I read a book several years ago by Dennis and Barbara Rainey called "Building Your Mate's Self Esteem." One of the first chapters is all about overcoming your "phantom", the image you have of yourself, the unreal expectations you set for yourself, your unreachable goals. In reading this chapter I realized that my own phantom was waaaay out of control, or more precisely, in control of my life. Though I am aware of this issue, I still have days when my phantom comes out to haunt me. Today was one of those days.
From the moment I woke up this morning, everything felt off. I had a headache, which is never an indication of an easy day. My kids had been awake for over an hour and had completely demolished the living and dining rooms, both of which had been clean the night before. By 9:00 am, the phantom had taken hold, mentally preparing my overwhelming list of achievements for the day. Before I knew it, I was behind. By noon, I was feeling so overwhelmed that I sat down to crochet, knowing I could never get caught up again. And when my husband left for work shortly thereafter, I burst into tears at the failure I had become. In my mind I kept playing out my failures as a parent, as a wife, and especially as a homemaker. I'm pretty sure that's when I took a fork to the birthday cake in the kitchen. Add healthy lifestyle to the list of casualties in my day.
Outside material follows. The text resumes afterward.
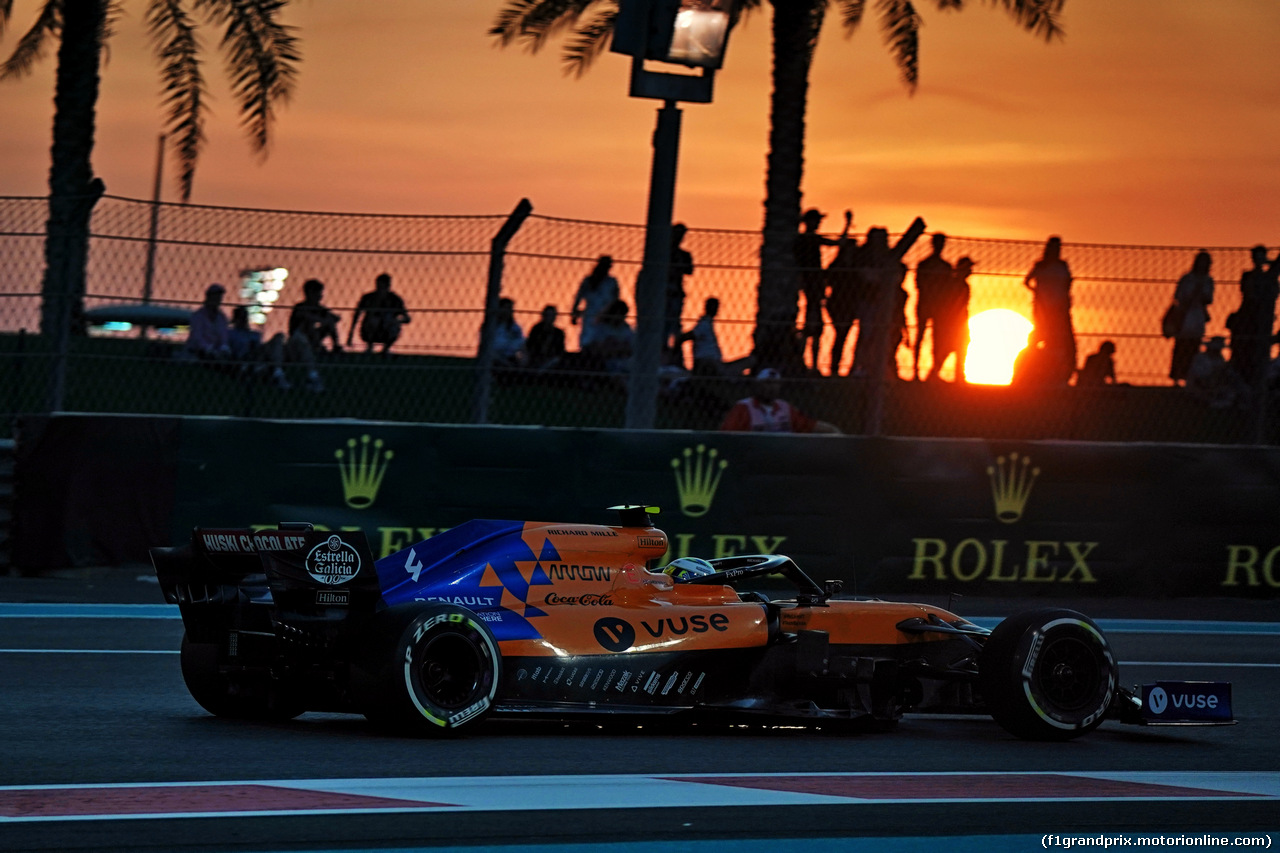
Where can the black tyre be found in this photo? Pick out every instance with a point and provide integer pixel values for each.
(439, 673)
(1047, 675)
(224, 696)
Now I know that I can't possibly be a failure at everything, but days like today really make me wonder. I did finally get the kids to do there chores, after much prodding and annoyance. I did cross a few things off the list myself. I realize now, though, that my phantom did its best to make me doubt myself and my abilities. With a clear head, and a dirty kitchen, I will drift off to sleep tonight knowing that it will all still be there tomorrow so I can try again.